Can I talk to my sister's hospice caregivers in another state?

1 answer | Last updated: Oct 09, 2016
June1947 asked...

My sister is in hospice care in Kansas City, Clay county. I'm living in Missippi county in Arkansas and want to know if I can speak to the caregivers that work with her. She has a guardian but from what she says they are taking her things from her and packing everything up like she was already gone. They have refused to let her dress or watch or listen to any of her tapes. She says it's as though they are pushing her to die. The guardian told her the doctor told her not to listen to her so I was wondering is this the way hospice works. In the end everything is taken that gives you any comfort and you are told that no matter what you say they aren't going to listen to you? Please, I am so worried about my sister.

Expert Answers

Audrey Wuerl, RN, BSN, PHN, is education coordinator for Hospice of San Joaquin in California. She is also a geriatric trainer for the End-of-Life Nursing Education Consortium (ELNEC), which promotes education in geriatric nursing and end-of-life care.

I would suggest you contact the hospice that is caring for your sister, directly, and explain your concerns. As a family member you may be able to talk to the caregivers your sister has. This is not a "given" though. If your sister has stated she only wants to speak to her guardian, for example, you may have to travel to Kansas City and see what is happening for yourself. At any rate, contacting the hospice will be your best course of action.

To be very clear, hospice is about dying with dignity and with respect. It is about comfort and caring for people at the end of their lives. It's intended to be supportive of both patient and the family. Hospices are governed by state laws and almost all hospices are Medicare certified. These laws, state and federal, are very strict and any question of violating the ethics of hospice philosophy and care would not be tolerated.

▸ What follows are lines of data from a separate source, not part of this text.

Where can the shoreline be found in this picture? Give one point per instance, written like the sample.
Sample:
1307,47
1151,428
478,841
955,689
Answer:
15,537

I like to say that hospice care helps patients celebrate the rest of their lives. We simply accept that death is the natural closure to life. So, to think that we would do anything to hasten that process, or deny a person their personal possessions, or of enjoying their remaining life, is the opposite of what our mission is. Again, I urge you to contact the hospice caring for your sister, and get so straight answers.